According to Reuters, Pakistan’s B2B2C fintech AdalFi has raised $7.5 million to address the country’s lending challenges.
The funding round was led by UAE-based COTU Ventures and Chimera Ventures, Pakistan-based Fatima Gobi Ventures and Zayn Capital, and angel investors including executives from US-based financial technology and services provider Plaid.
“Across the board, only 5% of deposit customers in Pakistani banks are also borrowers,” AdalFi co-founder and CEO Salman Akhtar told Reuters. So, we enable banks to tap this huge, latent customer base”.
He stated that 14 financial institutions in Pakistan have joined AdalFi, including United Bank Limited (UBL), Habib Bank Limited (HBL), and Meezan Bank, among other local banks and microfinance institutions. “Banks typically take two weeks to process a loan request without our platform. Banks have joined AdalFi because we provide rigorous credit scoring to ensure portfolio quality,” he added.

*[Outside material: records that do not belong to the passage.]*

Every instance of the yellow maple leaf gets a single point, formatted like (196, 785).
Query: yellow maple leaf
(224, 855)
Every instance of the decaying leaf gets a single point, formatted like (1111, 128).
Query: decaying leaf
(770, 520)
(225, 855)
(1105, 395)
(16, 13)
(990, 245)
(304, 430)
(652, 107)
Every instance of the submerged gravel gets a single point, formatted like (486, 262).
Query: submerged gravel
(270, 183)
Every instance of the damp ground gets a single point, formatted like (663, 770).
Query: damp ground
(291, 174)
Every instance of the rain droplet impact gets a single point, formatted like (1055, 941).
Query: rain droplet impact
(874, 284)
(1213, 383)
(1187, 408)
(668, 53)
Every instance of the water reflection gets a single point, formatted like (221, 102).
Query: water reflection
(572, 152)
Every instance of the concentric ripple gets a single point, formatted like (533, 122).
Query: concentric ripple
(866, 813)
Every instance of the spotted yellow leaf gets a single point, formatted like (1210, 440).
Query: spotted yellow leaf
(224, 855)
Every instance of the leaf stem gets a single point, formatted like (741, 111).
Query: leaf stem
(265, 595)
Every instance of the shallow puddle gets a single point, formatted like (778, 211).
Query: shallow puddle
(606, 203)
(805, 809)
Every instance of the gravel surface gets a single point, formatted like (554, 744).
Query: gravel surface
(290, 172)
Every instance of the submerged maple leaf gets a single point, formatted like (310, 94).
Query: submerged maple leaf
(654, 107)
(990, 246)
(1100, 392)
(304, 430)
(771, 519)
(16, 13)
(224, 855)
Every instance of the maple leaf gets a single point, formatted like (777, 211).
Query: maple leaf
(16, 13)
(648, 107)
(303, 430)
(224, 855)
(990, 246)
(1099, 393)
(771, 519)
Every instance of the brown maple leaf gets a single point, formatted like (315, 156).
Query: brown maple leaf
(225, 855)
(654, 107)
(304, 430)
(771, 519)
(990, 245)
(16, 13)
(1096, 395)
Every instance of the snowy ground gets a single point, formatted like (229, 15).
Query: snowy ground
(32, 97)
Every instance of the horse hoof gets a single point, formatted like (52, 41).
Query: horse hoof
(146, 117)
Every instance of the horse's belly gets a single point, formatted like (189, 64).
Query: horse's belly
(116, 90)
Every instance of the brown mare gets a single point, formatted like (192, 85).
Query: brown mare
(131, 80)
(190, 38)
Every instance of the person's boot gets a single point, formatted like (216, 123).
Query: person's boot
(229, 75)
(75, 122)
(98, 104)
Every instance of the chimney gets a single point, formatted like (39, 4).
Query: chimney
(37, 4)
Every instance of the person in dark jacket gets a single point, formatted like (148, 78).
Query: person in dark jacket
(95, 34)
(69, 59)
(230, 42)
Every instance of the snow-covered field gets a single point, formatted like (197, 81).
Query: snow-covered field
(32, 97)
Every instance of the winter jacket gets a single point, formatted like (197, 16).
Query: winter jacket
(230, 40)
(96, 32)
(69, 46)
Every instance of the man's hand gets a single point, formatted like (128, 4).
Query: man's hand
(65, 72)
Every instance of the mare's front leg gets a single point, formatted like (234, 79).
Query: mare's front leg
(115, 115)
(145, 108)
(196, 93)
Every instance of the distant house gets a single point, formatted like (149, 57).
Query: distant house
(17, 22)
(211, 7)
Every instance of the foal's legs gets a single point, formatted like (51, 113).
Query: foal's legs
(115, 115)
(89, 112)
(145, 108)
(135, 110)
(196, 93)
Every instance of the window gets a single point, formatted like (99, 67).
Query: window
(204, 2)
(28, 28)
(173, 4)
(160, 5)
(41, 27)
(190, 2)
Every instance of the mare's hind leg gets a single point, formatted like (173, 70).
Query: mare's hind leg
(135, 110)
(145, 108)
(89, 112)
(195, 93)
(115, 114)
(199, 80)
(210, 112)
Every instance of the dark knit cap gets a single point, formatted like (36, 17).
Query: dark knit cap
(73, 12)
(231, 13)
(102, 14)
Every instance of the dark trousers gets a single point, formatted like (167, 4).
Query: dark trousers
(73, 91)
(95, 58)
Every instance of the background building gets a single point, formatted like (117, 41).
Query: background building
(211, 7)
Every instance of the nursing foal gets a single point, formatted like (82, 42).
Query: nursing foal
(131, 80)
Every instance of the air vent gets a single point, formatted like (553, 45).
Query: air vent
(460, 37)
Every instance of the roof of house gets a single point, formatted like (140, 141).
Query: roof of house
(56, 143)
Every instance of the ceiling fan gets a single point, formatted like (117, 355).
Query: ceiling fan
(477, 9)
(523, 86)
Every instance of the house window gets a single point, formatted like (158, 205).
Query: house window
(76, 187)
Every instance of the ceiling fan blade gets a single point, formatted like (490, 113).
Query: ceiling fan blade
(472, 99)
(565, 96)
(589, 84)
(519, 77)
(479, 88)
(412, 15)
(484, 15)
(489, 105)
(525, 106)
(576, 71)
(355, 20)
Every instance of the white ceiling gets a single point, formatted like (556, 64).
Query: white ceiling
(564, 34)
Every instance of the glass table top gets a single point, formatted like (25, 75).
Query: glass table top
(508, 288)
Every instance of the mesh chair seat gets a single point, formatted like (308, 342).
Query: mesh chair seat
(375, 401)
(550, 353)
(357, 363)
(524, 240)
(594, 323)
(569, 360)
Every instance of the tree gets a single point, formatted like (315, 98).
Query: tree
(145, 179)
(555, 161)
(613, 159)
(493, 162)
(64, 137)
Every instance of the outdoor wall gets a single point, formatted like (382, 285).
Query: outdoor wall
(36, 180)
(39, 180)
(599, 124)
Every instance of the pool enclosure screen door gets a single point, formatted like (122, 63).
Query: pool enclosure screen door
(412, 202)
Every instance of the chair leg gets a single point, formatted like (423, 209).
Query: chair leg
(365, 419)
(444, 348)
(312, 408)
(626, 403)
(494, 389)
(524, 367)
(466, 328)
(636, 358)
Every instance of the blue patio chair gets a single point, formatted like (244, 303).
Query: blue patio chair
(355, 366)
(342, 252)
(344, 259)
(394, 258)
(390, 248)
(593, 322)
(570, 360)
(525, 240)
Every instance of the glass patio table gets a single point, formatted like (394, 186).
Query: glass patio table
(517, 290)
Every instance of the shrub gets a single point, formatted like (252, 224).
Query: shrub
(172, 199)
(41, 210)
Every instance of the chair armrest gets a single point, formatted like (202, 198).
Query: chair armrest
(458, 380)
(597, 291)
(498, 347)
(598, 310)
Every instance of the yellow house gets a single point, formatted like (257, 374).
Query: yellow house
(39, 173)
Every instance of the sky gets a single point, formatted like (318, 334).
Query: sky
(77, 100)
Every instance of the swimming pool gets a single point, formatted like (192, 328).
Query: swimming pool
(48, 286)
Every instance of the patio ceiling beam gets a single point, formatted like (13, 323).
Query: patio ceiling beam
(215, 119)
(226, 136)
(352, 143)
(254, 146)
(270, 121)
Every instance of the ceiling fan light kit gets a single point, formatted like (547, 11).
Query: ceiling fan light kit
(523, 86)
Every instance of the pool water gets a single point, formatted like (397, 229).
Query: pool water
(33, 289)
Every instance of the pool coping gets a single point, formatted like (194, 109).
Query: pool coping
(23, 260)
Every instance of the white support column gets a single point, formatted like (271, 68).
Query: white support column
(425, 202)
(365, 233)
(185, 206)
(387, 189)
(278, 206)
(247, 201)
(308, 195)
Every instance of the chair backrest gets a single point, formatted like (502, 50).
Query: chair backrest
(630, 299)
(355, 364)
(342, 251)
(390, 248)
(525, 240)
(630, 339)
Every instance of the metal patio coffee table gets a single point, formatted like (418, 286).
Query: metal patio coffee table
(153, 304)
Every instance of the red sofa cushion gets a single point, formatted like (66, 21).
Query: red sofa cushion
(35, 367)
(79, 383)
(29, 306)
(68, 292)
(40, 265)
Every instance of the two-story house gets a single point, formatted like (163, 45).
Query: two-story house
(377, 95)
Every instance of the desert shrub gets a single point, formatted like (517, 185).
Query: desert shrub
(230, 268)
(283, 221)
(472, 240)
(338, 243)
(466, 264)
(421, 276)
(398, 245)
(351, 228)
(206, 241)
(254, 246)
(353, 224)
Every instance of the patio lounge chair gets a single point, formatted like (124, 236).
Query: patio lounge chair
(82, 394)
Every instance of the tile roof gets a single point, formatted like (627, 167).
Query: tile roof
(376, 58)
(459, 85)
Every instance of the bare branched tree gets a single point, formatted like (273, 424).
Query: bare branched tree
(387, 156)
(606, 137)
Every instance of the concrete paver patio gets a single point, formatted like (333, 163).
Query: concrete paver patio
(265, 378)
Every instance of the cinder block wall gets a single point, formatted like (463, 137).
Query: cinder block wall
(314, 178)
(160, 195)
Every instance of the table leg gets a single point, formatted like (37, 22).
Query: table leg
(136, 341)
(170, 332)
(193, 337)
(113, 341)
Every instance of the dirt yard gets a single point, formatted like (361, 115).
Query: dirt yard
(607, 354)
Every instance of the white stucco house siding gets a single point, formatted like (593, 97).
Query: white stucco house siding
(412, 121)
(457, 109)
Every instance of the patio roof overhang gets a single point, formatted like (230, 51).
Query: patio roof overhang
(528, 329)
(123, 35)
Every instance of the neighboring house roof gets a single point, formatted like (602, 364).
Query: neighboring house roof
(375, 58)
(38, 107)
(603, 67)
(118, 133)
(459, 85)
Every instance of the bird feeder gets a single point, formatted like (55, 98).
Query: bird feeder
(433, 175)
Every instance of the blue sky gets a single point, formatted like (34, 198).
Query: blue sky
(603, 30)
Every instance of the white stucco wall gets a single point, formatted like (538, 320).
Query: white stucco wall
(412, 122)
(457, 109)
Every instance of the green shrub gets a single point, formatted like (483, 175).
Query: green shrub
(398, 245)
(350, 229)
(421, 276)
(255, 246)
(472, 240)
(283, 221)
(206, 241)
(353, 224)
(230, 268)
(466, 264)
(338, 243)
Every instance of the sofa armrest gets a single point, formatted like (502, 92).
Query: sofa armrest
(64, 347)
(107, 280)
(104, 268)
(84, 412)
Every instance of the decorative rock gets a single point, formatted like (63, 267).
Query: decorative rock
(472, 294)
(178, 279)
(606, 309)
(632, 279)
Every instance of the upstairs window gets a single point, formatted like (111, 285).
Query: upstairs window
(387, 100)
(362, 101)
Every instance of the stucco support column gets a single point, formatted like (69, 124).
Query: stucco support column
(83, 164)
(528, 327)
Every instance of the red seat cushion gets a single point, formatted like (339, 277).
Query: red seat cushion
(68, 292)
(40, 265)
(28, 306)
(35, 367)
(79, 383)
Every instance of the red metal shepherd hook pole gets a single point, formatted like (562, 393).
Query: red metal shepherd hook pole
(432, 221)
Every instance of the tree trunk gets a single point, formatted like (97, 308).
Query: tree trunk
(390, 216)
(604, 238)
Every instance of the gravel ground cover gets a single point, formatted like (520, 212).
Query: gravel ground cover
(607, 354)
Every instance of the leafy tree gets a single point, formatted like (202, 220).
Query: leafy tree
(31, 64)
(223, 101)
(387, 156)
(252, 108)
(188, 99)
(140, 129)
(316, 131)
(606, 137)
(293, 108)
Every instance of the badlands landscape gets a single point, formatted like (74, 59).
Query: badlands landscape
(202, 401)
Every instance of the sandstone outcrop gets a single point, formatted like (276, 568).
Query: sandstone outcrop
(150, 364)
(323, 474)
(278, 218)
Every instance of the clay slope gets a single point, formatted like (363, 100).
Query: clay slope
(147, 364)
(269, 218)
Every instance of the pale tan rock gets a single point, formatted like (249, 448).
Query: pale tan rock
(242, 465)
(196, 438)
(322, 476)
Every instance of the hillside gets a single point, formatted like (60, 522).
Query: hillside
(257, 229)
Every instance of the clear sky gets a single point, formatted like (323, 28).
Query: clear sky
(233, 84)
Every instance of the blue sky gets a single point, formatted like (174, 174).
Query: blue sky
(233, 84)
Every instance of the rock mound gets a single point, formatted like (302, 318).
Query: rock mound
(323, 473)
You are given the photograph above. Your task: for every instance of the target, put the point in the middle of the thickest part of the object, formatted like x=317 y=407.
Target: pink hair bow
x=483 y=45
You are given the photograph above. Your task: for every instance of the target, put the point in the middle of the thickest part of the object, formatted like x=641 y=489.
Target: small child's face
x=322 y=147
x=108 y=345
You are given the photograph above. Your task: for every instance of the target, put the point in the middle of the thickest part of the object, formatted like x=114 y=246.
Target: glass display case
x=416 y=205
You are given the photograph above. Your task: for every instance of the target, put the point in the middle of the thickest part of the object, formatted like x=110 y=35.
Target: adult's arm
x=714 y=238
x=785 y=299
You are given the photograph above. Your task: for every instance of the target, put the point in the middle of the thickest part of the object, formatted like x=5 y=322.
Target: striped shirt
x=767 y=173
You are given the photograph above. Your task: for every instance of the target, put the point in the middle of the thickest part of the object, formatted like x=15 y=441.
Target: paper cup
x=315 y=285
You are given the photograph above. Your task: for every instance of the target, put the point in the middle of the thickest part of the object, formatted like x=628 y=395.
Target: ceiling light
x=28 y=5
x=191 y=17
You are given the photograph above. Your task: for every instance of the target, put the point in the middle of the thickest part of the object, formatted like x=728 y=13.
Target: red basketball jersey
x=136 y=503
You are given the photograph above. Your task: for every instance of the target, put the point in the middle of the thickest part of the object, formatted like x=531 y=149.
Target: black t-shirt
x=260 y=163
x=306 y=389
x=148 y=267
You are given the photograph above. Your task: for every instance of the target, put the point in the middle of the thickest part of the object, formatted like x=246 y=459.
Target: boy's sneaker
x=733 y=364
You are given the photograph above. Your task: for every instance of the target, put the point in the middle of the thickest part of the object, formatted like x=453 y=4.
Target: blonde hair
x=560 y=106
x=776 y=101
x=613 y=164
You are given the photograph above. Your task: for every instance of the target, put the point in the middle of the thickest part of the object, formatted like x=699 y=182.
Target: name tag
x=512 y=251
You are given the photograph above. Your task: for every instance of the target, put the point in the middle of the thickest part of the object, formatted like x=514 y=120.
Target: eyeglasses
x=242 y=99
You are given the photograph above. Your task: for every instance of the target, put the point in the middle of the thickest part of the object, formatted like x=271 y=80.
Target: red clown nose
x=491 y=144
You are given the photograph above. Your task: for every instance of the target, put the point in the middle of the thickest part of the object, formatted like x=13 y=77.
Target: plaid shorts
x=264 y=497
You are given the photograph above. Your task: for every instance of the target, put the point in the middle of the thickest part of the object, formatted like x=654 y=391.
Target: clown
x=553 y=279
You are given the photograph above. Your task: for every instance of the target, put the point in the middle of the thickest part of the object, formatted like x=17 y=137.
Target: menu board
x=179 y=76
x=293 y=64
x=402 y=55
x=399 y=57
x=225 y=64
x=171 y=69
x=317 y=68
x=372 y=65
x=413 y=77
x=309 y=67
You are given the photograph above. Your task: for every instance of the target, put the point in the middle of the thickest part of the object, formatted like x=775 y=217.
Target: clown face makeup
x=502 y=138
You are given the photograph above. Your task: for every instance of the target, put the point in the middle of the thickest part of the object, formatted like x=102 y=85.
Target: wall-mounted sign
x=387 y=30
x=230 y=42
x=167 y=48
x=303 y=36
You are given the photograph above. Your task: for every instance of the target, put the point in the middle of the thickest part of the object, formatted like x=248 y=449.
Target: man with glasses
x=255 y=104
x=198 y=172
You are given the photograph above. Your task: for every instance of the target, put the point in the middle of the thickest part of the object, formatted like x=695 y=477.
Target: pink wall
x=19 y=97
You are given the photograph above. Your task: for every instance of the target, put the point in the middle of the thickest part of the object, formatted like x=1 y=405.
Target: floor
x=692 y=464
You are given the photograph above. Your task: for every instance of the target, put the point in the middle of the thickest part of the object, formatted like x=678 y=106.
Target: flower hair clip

“We share the downside risk of non-performing loans,” he added. Loan losses are pro-rataly accounted for in AdalFi fees”.
AdalFi’s proprietary technology scores existing financial transactional data from banks. Following that, its platform enables customised digital marketing to qualified prospects, followed by real-time loans.
With the new funds, the startup hopes to reduce loan disbursement lead times and shift loan seekers away from the informal markets and onto its platform.